For its part, Oregon will continue using the current technology for Medicaid enrollments, but it will have to improve on the system. Officials estimated the cost of the improvements at about $35 million. They said the federal government would pay 90 percent of those costs and of the costs of switching to the federal exchange. In total, Oregon has spent nearly $250 million of the $305 million it received from the federal government under the Affordable Care Act.
Republicans blasted Cover Oregon after its board approved ditching the beleaguered site.
"Today's decision by Cover Oregon to move to the federal health exchange after months of false assurances is an incredibly embarrassing moment for the state of Oregon," state Rep. Mike McLane, R-Powell Butte, said in a statement. "Oregonians were sold false promises, and all we got was a faulty, unfinished product ..."
But Cover Oregon officials defended the exchange and its technology work.
"There's a lot of disappointment. There was a lot of passion for the project," said Cover Oregon interim executive director Clyde Hamstreet. "But I don't think it's all a waste. There's a lot of value in what's been done."
Despite the exchange's technology fiasco, about 242,000 Oregonians have enrolled in coverage through Cover Oregon. An estimated 70,000 of those enrolled in private health plans, while 172,000 enrolled in the Oregon Health Plan.

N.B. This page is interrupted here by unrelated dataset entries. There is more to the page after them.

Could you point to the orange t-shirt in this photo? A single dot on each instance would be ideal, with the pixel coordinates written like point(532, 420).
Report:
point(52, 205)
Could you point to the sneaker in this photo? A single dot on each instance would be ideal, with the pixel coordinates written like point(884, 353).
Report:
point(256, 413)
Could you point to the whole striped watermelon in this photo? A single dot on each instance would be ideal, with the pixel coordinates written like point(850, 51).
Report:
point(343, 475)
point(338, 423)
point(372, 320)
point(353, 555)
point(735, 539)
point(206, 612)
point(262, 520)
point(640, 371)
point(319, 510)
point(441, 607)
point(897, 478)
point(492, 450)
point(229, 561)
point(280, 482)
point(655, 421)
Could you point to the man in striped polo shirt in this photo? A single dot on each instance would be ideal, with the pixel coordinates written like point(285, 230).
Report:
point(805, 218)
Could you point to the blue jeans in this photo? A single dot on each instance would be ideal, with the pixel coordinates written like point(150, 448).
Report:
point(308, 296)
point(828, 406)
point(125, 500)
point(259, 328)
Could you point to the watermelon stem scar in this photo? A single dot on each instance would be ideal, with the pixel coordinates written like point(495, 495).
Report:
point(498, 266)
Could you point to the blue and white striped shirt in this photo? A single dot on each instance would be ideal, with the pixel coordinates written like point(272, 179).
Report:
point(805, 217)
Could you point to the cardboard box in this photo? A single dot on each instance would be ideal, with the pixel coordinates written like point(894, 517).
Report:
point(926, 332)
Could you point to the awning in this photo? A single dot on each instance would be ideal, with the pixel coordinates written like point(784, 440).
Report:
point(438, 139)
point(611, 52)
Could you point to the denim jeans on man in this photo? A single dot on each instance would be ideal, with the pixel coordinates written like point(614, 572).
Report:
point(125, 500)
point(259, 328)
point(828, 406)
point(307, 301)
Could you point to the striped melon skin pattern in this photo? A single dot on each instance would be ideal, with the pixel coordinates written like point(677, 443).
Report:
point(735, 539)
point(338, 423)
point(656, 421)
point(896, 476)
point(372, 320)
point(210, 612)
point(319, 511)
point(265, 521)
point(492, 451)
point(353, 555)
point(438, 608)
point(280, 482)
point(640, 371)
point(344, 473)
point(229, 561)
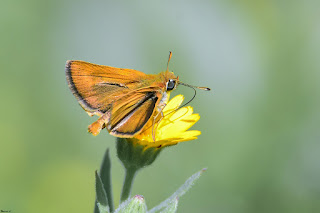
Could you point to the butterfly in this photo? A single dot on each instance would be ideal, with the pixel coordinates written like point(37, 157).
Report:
point(124, 99)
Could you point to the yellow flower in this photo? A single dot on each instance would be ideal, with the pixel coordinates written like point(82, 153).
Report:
point(172, 128)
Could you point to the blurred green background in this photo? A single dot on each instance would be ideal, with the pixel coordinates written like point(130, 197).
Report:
point(260, 125)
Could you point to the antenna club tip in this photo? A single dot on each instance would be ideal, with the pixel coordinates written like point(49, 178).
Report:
point(205, 88)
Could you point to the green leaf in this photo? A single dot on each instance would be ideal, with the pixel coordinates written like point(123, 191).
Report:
point(181, 191)
point(101, 193)
point(103, 209)
point(136, 204)
point(172, 207)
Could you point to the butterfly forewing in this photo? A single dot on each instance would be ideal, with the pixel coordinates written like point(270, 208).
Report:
point(130, 115)
point(97, 86)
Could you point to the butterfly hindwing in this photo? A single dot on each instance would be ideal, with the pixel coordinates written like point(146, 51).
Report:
point(130, 115)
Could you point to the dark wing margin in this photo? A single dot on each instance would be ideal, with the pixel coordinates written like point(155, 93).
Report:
point(74, 90)
point(133, 122)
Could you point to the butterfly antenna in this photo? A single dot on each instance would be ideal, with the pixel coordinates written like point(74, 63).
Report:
point(194, 95)
point(170, 54)
point(188, 85)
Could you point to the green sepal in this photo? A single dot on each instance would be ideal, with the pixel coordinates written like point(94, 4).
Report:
point(136, 204)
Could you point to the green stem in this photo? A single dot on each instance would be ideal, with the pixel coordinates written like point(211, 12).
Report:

Federal officials said the federal exchange is able to add more states, and they are working with Oregon on the next steps.
In March, the federal Government Accountability Office announced an investigation of Oregon's exchange, including looking at whether the federal government can reclaim grant money given to Cover Oregon if taxpayer funds were mismanaged.

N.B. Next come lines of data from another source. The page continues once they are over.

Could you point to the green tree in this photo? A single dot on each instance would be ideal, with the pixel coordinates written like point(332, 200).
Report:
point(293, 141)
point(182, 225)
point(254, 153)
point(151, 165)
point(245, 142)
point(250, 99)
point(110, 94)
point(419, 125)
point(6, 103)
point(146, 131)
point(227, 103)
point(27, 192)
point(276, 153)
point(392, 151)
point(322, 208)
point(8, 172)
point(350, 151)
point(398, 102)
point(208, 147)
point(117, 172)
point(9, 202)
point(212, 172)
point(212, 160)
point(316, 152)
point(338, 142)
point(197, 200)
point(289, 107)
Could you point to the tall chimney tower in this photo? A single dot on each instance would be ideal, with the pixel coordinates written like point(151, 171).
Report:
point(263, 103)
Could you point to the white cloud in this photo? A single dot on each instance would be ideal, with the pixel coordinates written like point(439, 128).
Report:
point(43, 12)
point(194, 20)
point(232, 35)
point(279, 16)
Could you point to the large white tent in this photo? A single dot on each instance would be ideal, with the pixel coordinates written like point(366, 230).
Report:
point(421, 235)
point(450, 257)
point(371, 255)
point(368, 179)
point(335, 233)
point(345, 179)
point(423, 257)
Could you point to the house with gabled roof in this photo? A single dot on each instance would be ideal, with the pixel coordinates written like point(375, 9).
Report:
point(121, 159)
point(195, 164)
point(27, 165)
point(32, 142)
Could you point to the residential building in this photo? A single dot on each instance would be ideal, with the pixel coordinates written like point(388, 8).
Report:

An independent investigation ordered by Gov. John Kitzhaber found state managers repeatedly failed to heed reports about technical problems that prevented the Cover Oregon exchange from launching. It also found Oracle did a shoddy job in building the exchange. Five Oregon officials connected to the development of the Cover Oregon portal have resigned.
Officials said they will keep the Cover Oregon website throughout 2014, but it will be redesigned to direct people to the federal site. Oregon also will use the federal call center, but it will retain some front-end customer outreach, education efforts and initial carrier management.
Because HealthCare.Gov enrolls people only in private health plans, Oregonians found eligible for Medicaid will be redirected to the Oregon Health Authority, a state agency that can enroll them in the Oregon Health Plan, Oregon's version of Medicaid.
Hamstreet said Cover Oregon has extended its transition agreement with Oracle until June 28 to help with the switch to the federal exchange and the upgrades needed for Medicaid enrollment. Hamstreet said the state continues to consider legal action against Oracle.
Oracle spokeswoman Deborah Hellinger said in a statement that the company "looks forward to providing any assistance the State needs in moving parts of Oregon's health care exchange to the Federal system."
Associated Press writer Barry Massey contributed to this report from Santa Fe, New Mexico.